Sunday, March 22nd, 2009 at 9:57 AM

Jumbo Loan Relief

Lenders are getting back into the jumbo-loan market.  From the U-T:

http://www3.signonsandiego.com/stories/2009/mar/22/lz1h22harn184154-bank-america-start-financing-jumb/?uniontrib

An excerpt:

Major banks are heading into the jumbo segment, originating big loans at affordable rates – not for Wall Street bond traders but for their own investment portfolios. Bank of America, the country’s largest mortgage lender, is rolling out a large program to finance jumbo loans between roughly $730,000 and $1.5 million, with fixed 30-year rates starting in the upper 5 percent range. The loans will be available through the bank’s retail network and also through its Countrywide Home Loans subsidiary. After April 27, Countrywide will be rebranded – shedding the name it’s had since 1969 – and morph into Bank of America Home Loans. Bank of America acquired Countrywide in 2008.

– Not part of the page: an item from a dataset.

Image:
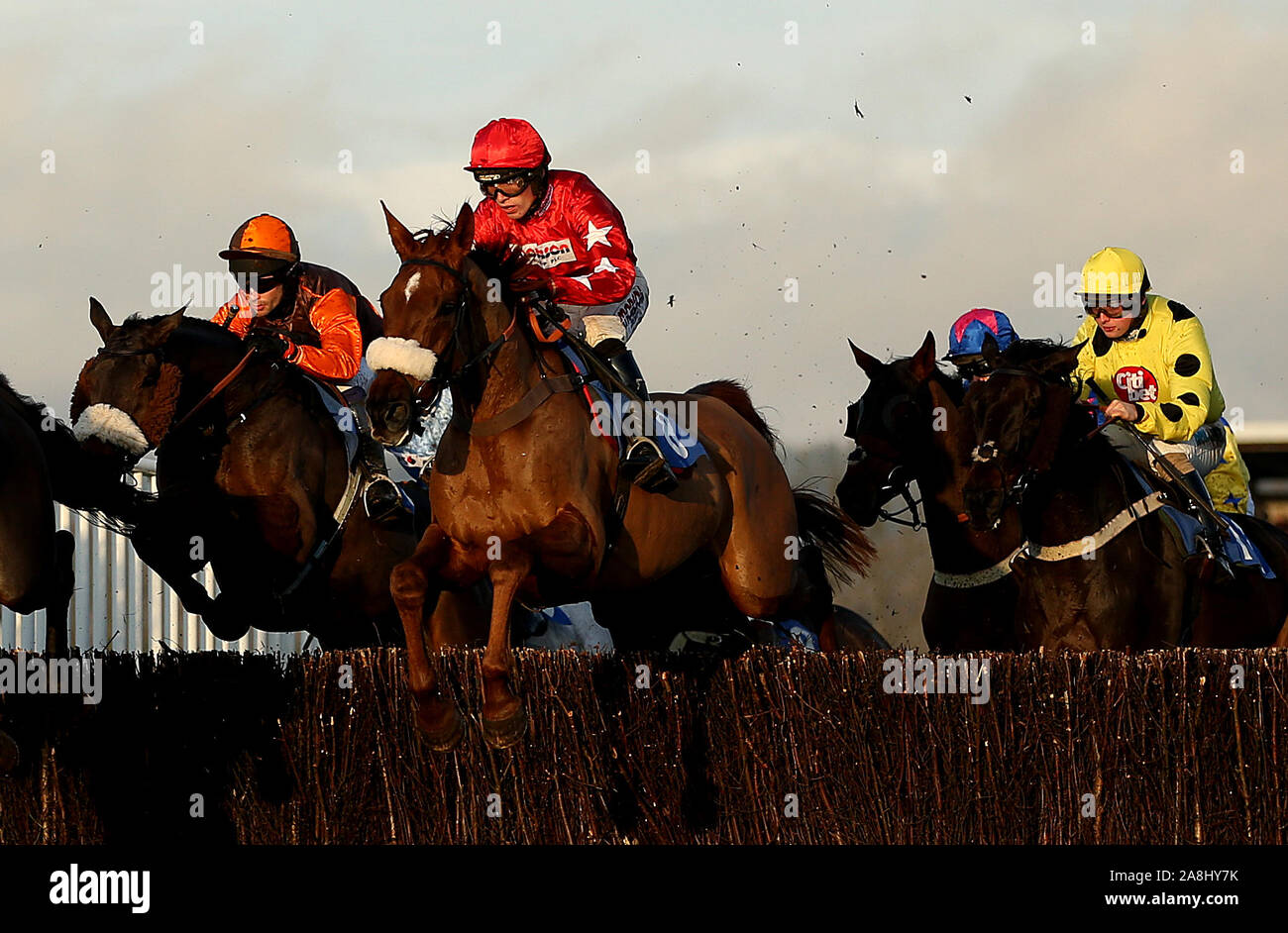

Though it will almost immediately become the biggest player in the jumbo loan segment, Bank of America will not be alone. With little fanfare, other financial institutions have become more active.

For example, ING Group, an Amsterdam-based banking and insurance conglomerate, offers jumbos as large as $2 million through its online ING Direct unit. The minimum down payment for an ING Direct jumbo is 25 percent; Bank of America quotes a minimum 20 percent.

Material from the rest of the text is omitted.